Tofino was the apex of the trip, the land’s end for Vancouver Island and the land’s end for us. It was as far as we were going, north and west. Next, we boomerang back through Victoria, Washington, Oregon and the boring part of California.
Since most of the day would be in the car, we started with a hearty walk along Chesterman Beach. There were surfers, which was impressive enough, but I was gobsmacked by the daddy with his two-year-old, rolling around in the surf. It’s 47-freakin’ degrees outside, or 8 degrees as the metric people would say. The water is decidedly frigid. I checked.
I didn’t know you could acquire toddler-sized wetsuits, but clearly you can and, apparently in Tofino, you must.

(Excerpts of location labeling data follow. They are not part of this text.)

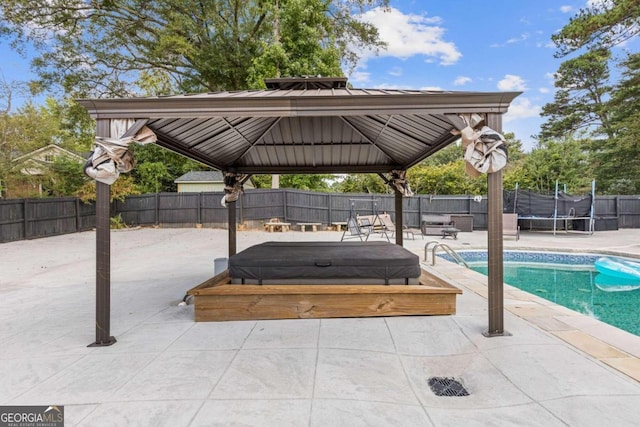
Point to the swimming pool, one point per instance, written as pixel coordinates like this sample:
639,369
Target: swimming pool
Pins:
566,279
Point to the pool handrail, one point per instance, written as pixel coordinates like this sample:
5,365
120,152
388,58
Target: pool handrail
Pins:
448,249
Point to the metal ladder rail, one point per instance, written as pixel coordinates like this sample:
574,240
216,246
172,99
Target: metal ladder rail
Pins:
448,249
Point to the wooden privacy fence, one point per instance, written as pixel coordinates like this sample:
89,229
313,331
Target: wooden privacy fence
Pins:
31,218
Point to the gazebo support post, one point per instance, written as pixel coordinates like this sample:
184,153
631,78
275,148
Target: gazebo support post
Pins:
103,256
231,210
399,217
495,245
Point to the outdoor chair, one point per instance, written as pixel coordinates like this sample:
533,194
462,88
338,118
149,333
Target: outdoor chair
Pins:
510,225
391,227
357,231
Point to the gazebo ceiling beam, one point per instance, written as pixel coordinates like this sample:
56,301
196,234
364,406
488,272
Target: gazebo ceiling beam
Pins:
372,143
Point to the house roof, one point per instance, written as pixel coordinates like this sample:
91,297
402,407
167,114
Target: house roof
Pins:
59,151
310,125
201,176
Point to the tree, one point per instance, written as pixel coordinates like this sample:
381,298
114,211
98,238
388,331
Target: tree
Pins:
26,130
579,103
361,183
602,25
565,161
100,48
65,178
157,168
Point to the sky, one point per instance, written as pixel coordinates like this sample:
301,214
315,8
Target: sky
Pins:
452,45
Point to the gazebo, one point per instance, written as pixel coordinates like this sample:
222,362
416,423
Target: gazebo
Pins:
302,125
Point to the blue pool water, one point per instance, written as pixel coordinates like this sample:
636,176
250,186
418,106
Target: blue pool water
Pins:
566,279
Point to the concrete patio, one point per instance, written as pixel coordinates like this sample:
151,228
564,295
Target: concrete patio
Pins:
557,368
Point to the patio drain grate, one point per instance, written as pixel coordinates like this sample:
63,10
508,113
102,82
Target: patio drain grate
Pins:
449,387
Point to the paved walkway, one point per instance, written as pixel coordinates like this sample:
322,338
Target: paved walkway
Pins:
558,368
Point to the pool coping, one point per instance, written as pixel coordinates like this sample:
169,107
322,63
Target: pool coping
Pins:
608,344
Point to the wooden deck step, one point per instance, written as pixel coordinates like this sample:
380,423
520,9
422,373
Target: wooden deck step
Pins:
218,300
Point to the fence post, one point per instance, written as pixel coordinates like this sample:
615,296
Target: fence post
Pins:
77,205
157,208
284,204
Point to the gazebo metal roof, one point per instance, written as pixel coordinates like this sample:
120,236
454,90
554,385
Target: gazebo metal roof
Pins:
318,126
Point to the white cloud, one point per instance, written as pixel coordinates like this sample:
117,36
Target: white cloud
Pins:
396,71
519,39
511,83
409,35
521,108
461,81
360,77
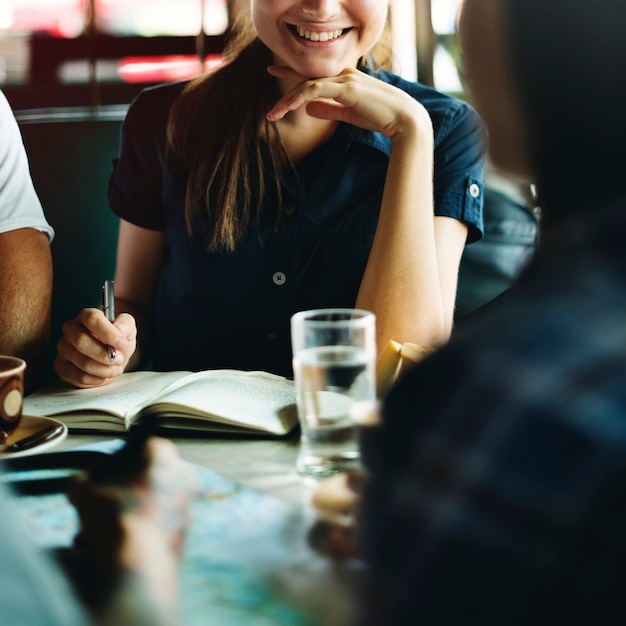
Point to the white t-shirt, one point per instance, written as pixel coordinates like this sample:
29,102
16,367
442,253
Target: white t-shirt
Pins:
19,205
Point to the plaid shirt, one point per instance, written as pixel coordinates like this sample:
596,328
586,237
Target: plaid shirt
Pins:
498,481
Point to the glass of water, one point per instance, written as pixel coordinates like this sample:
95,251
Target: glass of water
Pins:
334,364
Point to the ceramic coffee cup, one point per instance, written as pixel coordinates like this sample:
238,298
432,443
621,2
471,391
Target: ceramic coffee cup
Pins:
11,393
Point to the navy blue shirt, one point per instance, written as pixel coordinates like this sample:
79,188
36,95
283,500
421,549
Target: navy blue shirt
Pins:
220,309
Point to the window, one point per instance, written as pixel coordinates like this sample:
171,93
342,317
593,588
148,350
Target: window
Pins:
94,52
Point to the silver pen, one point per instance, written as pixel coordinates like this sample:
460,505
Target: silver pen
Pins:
108,306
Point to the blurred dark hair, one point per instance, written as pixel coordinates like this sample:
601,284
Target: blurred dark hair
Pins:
569,58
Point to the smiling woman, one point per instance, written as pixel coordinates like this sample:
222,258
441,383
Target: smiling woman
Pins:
299,174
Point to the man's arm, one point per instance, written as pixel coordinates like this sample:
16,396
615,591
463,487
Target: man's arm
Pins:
26,298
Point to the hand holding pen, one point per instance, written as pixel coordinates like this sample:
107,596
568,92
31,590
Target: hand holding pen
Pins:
97,345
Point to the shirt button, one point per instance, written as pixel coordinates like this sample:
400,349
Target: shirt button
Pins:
279,278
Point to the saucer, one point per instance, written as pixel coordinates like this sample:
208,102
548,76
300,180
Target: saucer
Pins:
29,425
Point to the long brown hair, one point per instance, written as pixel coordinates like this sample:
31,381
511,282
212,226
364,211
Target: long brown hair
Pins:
217,130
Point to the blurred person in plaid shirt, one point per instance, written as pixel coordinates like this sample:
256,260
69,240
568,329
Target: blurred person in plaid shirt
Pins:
497,478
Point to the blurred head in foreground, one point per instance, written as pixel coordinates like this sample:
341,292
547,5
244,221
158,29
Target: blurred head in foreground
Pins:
497,490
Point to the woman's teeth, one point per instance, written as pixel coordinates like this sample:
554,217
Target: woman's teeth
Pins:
315,36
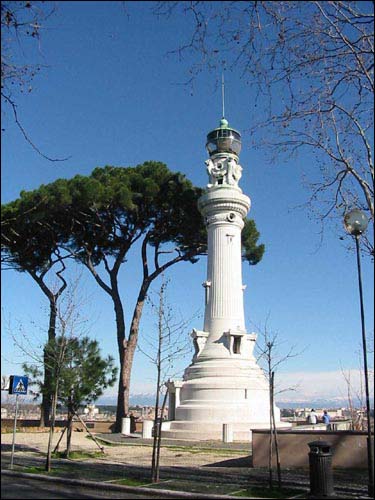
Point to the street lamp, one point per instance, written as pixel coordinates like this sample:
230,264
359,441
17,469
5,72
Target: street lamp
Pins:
355,223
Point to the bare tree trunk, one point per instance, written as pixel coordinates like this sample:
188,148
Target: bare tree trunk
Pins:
154,474
126,351
45,410
270,481
275,432
157,467
51,429
69,432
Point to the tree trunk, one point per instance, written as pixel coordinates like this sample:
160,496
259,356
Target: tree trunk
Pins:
52,429
275,432
126,351
157,465
48,367
69,432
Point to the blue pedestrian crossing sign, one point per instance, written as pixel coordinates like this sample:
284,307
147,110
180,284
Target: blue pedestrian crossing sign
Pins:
18,384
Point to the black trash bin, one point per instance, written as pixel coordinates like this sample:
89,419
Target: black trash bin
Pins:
321,478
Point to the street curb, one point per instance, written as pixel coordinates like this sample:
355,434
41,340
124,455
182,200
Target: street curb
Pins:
118,487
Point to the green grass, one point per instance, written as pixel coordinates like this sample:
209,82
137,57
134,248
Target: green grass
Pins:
213,451
262,492
130,482
77,455
41,470
102,441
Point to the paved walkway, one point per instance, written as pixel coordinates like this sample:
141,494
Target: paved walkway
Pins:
221,473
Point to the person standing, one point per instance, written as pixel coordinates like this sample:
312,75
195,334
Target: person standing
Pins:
313,417
327,420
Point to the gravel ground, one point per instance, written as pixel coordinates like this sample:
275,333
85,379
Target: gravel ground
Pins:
124,453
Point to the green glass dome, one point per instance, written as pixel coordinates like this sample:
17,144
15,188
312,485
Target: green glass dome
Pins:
223,140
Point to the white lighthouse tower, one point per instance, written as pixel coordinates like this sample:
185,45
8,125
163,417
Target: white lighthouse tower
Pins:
223,384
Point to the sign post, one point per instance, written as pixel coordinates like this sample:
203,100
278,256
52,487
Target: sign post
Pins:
17,385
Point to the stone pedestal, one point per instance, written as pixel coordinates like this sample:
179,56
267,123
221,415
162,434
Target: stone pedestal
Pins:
223,384
125,426
147,429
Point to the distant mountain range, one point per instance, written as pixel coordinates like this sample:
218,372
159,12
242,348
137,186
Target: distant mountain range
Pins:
148,399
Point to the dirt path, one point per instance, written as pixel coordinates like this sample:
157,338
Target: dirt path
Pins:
127,454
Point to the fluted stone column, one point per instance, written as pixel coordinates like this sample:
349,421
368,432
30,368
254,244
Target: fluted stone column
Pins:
223,384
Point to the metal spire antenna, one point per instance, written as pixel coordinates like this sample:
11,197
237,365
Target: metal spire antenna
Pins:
222,93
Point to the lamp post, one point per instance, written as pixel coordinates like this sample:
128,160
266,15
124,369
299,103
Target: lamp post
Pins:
355,223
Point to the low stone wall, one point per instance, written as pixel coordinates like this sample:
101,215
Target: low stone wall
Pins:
349,448
98,426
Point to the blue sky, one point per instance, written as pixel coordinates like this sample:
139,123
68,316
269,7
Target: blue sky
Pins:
111,95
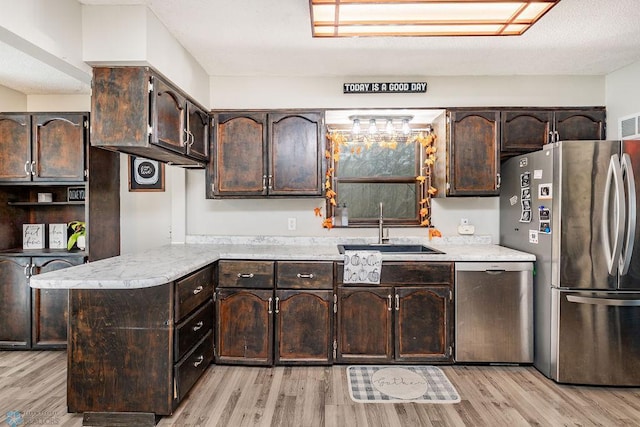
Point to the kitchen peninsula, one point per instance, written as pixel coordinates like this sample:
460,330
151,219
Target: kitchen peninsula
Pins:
141,326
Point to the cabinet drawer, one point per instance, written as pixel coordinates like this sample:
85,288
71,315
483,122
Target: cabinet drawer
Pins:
245,274
410,273
193,290
192,329
189,370
304,275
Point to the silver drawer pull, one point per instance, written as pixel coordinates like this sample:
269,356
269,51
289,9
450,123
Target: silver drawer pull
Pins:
198,361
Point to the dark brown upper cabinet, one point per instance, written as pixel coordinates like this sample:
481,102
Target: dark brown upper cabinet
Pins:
261,154
529,129
137,111
579,124
525,130
43,147
474,141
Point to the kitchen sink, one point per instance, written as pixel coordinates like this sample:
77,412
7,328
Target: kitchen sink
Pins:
390,248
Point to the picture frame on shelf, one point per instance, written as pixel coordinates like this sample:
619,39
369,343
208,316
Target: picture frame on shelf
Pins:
32,236
145,174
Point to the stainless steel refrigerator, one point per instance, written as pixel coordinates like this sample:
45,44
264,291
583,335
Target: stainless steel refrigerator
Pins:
574,205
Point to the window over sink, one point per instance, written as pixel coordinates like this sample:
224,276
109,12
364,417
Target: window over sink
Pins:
379,156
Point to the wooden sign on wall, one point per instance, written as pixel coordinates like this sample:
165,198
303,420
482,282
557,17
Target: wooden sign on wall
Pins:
389,87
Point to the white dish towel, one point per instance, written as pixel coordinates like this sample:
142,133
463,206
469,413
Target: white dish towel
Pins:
362,267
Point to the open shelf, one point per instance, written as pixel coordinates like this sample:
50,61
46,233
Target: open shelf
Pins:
30,204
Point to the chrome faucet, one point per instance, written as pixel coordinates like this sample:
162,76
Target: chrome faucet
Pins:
382,236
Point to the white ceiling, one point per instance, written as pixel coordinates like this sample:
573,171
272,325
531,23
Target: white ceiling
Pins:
273,38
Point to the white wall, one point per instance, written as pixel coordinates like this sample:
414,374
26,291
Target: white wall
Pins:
622,96
50,31
133,35
11,100
57,103
269,217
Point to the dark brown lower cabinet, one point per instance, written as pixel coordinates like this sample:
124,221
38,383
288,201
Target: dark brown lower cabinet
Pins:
50,307
417,310
365,331
409,318
15,302
244,326
138,350
274,312
33,318
303,326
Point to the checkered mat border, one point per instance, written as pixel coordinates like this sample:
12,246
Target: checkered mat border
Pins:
439,389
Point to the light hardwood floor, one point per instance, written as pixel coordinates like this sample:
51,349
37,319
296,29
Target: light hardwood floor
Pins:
35,383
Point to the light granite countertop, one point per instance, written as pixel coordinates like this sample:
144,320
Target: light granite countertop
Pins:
167,263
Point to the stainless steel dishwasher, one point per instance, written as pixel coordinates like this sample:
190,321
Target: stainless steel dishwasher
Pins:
494,312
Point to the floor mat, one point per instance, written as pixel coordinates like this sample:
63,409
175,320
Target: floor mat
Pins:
380,383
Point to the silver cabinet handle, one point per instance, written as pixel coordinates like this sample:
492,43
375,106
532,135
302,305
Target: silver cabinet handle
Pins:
198,361
616,302
185,141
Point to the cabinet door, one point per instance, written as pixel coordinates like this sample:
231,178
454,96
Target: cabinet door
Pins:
198,125
239,161
50,311
168,116
15,147
303,327
364,332
585,124
295,154
423,324
473,153
15,302
244,326
59,147
525,131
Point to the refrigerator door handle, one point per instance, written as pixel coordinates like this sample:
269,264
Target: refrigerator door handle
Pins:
614,174
627,249
616,302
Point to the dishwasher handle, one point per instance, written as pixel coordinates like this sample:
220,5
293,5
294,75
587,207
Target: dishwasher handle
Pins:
495,272
494,267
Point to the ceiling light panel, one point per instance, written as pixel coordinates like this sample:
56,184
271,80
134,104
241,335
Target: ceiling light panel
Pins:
351,18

I have been whale watching before. I have been to Tofino before. I have been on a boat in very choppy waters before. But everything old can be made new.
We changed our overnight stay from Ucluelet to Tofino specifically because the whale watching season ends in Ucluelet October 1, but continues in Tofino until the end of the month. This is the hazard of traveling in shoulder season; services are shut down. We passed a lot of CLOSED until May 2020 signs. On the other hand, no crowds, and it’s easy to imagine this cute little town crammed with cars circling for the handful of available parking spots.
Thar She Blows
Of course, when you book whale-watching, you never know if you will see whales. The migration season to Mexico starts in September or so, and whale sightings are most plentiful in the summer, when they travel up to Canada to spend the summer feeding. That might mean no whales. Tours like these always post multiple warnings that whales are NOT GUARANTEED. Jamie’s Whaling Station, the tour we picked, was unique in specifying that they would give you a ticket for another boat another day if you didn’t see a whale. But we weren’t going to be here another day.
Then, I thought, maybe climate change was making the water warmer and causing the whales to stay up north a bit more. Could Exxon and our doomed love of carbon-spewing SUVs have created the perfect opportunity for me to see whales? Sorry, future generations, but I want to see whales.